La artista no oculta el origen autobiográfico de su inspiración. Nacida en los suburbios pobres de Seúl, creció en medio de esos pueblos de chabolas que la expansión económica coreana de los años 1980 y 1990 iba a derribar metódicamente. Formada en Bellas Artes en París, esa Francia que le proporcionó las herramientas conceptuales para pensar su propia condición, regresó a casa con la mirada renovada del exiliado. Al subir el monte Namsan y contemplar la capital surcoreana al crepúsculo, captó la dimensión épica de esas luces que parpadean en la oscuridad. Cada punto luminoso cuenta una vida, cada casa inclinada lleva en sí los sueños y los desesperos de sus ocupantes invisibles.

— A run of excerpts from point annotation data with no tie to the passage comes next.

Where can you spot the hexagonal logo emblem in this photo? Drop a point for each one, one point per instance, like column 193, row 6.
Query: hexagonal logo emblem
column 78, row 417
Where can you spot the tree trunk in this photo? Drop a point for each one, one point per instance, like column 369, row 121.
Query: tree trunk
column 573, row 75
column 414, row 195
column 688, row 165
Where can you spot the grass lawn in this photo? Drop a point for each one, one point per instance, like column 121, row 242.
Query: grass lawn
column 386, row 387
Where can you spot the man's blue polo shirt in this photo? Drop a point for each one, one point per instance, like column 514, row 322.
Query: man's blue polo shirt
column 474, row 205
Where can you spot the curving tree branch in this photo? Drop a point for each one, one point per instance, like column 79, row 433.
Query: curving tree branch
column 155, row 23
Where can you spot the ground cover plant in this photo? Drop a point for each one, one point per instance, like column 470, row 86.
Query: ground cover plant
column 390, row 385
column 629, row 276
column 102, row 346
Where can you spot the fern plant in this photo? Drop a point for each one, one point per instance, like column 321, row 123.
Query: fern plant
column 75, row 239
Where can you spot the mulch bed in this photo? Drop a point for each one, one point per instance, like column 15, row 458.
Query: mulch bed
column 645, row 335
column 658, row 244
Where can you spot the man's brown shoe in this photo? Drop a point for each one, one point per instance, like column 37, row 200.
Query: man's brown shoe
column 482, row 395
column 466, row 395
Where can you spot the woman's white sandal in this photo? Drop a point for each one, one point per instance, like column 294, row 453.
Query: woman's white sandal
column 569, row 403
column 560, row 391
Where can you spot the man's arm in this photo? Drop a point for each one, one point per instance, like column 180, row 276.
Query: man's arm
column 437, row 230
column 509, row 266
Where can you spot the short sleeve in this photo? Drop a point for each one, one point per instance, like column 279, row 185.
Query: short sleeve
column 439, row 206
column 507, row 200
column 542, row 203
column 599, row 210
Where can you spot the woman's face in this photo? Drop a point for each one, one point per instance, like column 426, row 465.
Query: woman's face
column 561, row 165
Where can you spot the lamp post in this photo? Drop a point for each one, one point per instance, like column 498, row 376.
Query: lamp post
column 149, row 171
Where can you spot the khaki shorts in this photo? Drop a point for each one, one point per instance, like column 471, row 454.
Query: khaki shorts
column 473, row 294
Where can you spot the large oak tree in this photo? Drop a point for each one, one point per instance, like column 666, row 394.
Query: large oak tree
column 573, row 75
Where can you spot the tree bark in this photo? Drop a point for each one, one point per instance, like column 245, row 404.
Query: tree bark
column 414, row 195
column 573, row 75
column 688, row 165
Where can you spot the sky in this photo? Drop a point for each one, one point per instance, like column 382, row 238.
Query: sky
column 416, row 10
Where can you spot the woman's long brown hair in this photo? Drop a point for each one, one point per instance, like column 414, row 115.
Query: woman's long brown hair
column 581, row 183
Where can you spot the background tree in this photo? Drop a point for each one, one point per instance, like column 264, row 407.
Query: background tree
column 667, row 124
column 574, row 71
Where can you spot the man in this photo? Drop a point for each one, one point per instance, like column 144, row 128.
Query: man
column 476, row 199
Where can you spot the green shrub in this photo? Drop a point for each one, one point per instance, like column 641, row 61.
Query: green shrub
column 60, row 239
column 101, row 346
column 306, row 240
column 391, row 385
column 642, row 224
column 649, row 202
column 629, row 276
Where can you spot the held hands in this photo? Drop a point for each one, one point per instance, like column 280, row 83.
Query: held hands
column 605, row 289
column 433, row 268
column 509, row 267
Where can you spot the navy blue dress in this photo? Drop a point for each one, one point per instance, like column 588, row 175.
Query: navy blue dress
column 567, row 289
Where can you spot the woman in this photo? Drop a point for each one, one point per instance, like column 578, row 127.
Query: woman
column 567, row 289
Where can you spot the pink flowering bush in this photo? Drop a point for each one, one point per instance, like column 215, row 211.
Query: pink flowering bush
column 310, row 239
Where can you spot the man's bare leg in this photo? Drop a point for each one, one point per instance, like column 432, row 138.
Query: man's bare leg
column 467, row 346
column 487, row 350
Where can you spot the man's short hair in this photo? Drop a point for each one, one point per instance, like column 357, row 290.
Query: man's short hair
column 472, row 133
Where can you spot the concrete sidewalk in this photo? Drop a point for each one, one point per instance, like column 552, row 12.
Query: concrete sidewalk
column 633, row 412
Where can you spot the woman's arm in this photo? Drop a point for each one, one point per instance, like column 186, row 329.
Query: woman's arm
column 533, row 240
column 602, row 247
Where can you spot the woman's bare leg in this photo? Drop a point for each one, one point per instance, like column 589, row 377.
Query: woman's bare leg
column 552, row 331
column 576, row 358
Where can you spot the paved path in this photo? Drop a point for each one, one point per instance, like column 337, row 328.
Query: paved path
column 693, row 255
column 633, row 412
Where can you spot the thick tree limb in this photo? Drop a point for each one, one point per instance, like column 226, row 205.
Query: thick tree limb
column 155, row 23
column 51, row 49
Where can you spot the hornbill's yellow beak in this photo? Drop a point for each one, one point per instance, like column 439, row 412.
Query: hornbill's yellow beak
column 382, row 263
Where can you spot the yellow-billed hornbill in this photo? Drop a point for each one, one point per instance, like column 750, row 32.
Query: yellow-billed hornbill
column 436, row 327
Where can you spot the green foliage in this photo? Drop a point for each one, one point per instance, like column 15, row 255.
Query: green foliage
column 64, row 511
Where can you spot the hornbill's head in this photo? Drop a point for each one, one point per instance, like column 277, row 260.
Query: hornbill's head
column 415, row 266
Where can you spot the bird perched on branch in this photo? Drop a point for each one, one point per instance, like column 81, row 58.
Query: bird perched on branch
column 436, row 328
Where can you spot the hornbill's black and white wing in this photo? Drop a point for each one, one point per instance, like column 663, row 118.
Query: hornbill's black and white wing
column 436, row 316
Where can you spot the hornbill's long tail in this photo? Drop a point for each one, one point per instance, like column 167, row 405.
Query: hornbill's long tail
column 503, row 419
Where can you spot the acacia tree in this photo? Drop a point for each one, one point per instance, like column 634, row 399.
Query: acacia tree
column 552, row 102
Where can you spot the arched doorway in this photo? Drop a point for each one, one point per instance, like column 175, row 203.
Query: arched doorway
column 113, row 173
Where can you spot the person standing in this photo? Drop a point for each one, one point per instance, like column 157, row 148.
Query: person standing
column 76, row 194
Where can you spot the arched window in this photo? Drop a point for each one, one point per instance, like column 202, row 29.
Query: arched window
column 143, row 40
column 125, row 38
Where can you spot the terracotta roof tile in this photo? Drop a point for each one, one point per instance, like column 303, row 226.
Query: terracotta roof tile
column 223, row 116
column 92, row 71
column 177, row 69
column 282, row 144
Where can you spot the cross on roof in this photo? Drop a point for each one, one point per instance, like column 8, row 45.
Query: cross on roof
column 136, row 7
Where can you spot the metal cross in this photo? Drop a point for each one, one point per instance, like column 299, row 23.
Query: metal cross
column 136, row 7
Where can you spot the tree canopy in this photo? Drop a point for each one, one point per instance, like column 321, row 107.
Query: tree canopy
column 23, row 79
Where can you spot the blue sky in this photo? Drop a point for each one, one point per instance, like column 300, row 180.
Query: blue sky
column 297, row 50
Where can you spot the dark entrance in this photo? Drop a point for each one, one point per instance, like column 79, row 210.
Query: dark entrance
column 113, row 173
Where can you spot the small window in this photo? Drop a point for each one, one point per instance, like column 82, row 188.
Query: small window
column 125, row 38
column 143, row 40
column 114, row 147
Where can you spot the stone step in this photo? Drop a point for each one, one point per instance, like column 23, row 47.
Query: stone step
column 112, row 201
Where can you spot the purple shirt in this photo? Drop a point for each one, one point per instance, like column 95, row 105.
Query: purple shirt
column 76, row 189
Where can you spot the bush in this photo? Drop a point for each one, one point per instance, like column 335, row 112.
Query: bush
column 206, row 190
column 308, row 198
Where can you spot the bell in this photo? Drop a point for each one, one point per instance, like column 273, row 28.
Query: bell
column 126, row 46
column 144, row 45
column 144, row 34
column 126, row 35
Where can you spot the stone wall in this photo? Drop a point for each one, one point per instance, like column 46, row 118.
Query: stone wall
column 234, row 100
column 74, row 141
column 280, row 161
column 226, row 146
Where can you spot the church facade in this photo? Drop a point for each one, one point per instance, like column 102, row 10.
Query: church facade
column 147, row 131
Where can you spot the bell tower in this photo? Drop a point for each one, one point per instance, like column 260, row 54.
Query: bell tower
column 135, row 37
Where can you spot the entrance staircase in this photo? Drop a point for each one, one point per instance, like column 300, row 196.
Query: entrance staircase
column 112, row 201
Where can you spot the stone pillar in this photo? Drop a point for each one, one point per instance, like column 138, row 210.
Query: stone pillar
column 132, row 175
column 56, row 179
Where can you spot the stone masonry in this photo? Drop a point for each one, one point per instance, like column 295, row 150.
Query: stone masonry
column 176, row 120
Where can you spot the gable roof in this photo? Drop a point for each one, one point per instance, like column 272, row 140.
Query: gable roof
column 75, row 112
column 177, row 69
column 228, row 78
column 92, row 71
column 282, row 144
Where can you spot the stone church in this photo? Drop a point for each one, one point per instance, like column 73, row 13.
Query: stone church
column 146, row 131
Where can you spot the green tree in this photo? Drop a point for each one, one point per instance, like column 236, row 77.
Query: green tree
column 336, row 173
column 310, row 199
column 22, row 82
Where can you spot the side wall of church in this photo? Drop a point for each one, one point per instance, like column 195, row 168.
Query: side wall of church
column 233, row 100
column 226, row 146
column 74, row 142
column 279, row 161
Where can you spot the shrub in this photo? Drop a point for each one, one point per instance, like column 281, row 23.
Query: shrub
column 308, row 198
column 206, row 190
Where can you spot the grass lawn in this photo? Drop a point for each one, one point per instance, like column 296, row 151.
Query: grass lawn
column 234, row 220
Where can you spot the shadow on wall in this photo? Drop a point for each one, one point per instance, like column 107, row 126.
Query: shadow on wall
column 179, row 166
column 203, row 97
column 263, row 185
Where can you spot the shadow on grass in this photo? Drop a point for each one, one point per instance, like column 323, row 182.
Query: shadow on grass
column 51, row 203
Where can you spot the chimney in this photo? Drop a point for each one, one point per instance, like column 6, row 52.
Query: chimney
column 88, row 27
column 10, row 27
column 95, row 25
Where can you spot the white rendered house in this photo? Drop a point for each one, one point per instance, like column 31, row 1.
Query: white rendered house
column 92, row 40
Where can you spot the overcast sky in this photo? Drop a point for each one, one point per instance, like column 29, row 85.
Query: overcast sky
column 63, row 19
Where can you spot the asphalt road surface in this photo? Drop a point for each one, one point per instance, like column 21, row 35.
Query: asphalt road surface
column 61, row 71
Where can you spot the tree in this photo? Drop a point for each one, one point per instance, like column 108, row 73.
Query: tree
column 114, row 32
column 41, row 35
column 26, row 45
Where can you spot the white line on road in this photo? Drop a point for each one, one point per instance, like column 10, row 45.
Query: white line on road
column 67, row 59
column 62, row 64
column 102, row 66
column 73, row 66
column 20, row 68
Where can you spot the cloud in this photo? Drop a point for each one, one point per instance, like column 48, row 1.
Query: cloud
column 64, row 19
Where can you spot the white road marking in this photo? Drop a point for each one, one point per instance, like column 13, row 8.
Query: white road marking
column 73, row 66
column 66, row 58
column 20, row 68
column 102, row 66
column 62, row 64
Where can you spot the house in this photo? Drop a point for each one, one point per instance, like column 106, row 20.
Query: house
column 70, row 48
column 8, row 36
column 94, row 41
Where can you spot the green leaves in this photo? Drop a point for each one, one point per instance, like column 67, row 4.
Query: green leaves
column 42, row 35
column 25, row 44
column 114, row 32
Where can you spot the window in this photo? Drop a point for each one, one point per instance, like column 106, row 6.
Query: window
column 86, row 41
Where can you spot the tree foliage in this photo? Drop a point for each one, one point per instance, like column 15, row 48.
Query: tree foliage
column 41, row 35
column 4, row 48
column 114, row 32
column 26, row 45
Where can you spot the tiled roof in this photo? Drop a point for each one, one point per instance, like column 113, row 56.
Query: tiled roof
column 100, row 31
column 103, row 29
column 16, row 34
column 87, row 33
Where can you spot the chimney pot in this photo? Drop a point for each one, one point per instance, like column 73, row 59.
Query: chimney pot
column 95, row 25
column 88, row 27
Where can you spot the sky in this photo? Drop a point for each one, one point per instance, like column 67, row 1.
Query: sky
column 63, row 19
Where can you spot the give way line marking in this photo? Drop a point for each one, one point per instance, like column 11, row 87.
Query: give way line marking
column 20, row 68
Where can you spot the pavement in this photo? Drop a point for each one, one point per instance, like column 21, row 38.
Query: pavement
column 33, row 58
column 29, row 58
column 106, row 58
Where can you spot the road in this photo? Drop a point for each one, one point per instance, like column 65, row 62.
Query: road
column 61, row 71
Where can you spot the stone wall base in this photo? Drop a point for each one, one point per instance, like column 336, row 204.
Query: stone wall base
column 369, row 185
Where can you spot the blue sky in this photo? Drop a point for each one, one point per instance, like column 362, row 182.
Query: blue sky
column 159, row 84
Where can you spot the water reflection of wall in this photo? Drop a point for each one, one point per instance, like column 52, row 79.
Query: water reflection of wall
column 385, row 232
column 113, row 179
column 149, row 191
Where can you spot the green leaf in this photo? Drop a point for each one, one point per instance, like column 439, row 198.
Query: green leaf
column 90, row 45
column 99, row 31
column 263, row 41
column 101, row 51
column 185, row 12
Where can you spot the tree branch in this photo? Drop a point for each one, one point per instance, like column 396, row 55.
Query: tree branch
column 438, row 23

Esta visión panorámica no es casual. Se inscribe en la tradición proustiana donde la memoria involuntaria surge para revelar la verdadera naturaleza del tiempo y la existencia. Porque Marcel Proust, en En busca del tiempo perdido, había demostrado magistralmente cómo un simple detalle sensorial, el sabor de una magdalena mojada en té, podía abrir las compuertas del recuerdo y devolver toda una época en su complejidad más íntima [2]. En Joung Young-Ju, es la textura rugosa del papel hanji, este material tradicional coreano fabricado a partir de la corteza del morera, la que cumple la función de desencadenante memorioso. Al arrugar, romper, amasar estas hojas antes de pegarlas sobre el lienzo, la artista no se limita a una técnica: realiza un ritual de resurrección.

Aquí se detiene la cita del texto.